Search code examples
integerdivisionbigintegerinteger-divisionprime-factoring

How do I test whether VERY large integers have prime factors that are only 2s, 3s, and 7s?


I am dealing with VERY large integers, on the order of 30000 digits in base 10. Most of the digits are 1s, but a few (less than 20 digits) are not ones.

I only care about these numbers if their prime factorizations SOLELY consist of 2s, 3s, and 7s. I know for sure that the number cannot be divisible by 5, since it cannot end in a 0 or 5, so I don't need to check that.

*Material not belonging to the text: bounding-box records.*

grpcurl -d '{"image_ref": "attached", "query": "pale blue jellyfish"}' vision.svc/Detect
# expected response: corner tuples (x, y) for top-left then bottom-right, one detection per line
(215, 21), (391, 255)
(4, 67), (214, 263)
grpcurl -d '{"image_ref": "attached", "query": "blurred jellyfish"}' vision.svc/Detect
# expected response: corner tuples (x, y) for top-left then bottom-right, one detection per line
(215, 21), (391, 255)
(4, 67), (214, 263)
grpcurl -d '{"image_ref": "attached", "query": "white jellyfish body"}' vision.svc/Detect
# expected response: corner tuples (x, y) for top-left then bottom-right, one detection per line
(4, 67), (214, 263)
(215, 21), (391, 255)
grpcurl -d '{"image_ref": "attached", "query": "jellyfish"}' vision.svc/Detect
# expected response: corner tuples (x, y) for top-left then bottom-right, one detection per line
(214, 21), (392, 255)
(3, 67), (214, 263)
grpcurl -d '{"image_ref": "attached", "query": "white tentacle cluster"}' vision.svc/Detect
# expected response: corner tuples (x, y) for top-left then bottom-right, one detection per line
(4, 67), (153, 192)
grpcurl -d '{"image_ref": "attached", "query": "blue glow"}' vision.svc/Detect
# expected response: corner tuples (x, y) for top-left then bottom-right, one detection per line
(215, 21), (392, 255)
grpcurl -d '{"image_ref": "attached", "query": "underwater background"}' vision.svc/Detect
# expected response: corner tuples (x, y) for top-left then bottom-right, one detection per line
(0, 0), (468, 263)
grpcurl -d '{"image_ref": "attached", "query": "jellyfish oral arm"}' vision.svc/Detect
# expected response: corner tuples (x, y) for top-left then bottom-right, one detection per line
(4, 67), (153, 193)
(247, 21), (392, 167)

I want to be able to take this VERY large integer, if it's divisible by 2, I divide it by 2 repeatedly until the result is no longer divisible by 2. Then, if the result is divisible by 3, I divide it by 3 repeatedly until that result is no longer divisible by 3. Finally, if the result is divisible by 7, I divide it by 7 repeatedly until that result is no longer divisible by 7. If the final result is 1, then I know that the original number's prime factors are only 2s, 3s, and 7s, which is the property that I am looking for.


My questions:

  1. Is this a good way to test whether a large number has prime factors that are only 2s, 3s, and 7s? If not, is there a more efficient way to test this?
  2. What is the least costly way to store these VERY large (~30000 digits) integers? I only care about testing whether these large integers have prime factors other than 2, 3, 7. I'm open to using Java, Python, C++, C, whichever of these common languages will give me the most efficient possible search.

Things I found from searching:

  • Many languages have a "BigInteger" type that is may only be limited by the available memory. This sounds good, but I think ~30000 digits in base 10 corresponds to a lot of memory for that integer. I'm not sure whether there are more clever ways to deal with the problem.

  • Mathematicians call the property I am testing for "7-smoothness". A positive integer is 7-smooth if it has no prime factors greater than 7. I already know the numbers I am going to test are not divisible by 5, so I'm really only looking for 2s, 3s, and 7s.


I'm more of a mathematician than a computer scientist, so I'm quite new to this kind of computational optimization.

Any help is appreciated :)


Solution

  • Interesting question. Lets call the number in question X.

    Is this a good way to test whether a large number has prime factors that are only 2s, 3s, and 7s?

    The method you outlined seems to be best, both very fast and easy to understand. Another method is to compute the least common multiple of X and 2*3*7. If the result is X, then X is composed entirely of powers of 2, 3, 7. However, I believe the computational complexity of the LCM method is inferior to your method.

    What is the least costly way to store these VERY large (~30000 digits) integers.

    30000 digits is bigger than numbers typically used in cryptography, but is otherwise not exceptional on any system I'm aware of. It would only require about 13k bytes of storage in base-2, hardly even worth thinking about.

    The "best" way to store the integers is unfortunately somewhat more complicated because it depends on where the data comes from and where its going. Big integers are typically stored in a binary format, and also depends on how you define cost. This format can be called base 2, but more accurately it is usually stored as a sequence of base 2w "words" or "limbs", where w is a convenient size for doing the basic arithmetic operations. For example, w is often 32 or 64. Sometime it is a few bits less than 32 or 64, so that a w by w multiply plus a large number of carries can fit in one word of a 64 or 128-bit type.

    This kind of base-2 representation is the only one I've seen used in general big integer packages*. It makes computing the largest power of 2 that divides X particularly efficient. If you write your own code you can choose other bases for storage, for example in your case you might choose base 5 or base 7 or base 2*3*7=42.

    The choice of base should also consider how the data is coming in, because converting the data from the input source to the big integer source can be expensive if the input is provided in something other than the base of the underlying package.

    * There are also big decimal packages which may store the data in base 10 instead of base 2, a convenience for determining the powers of 5 or 10 in X. You'd have to examine the details of the big decimal implementation to determine if it's actually faster, and besides you are not interested in powers of 5 or 10.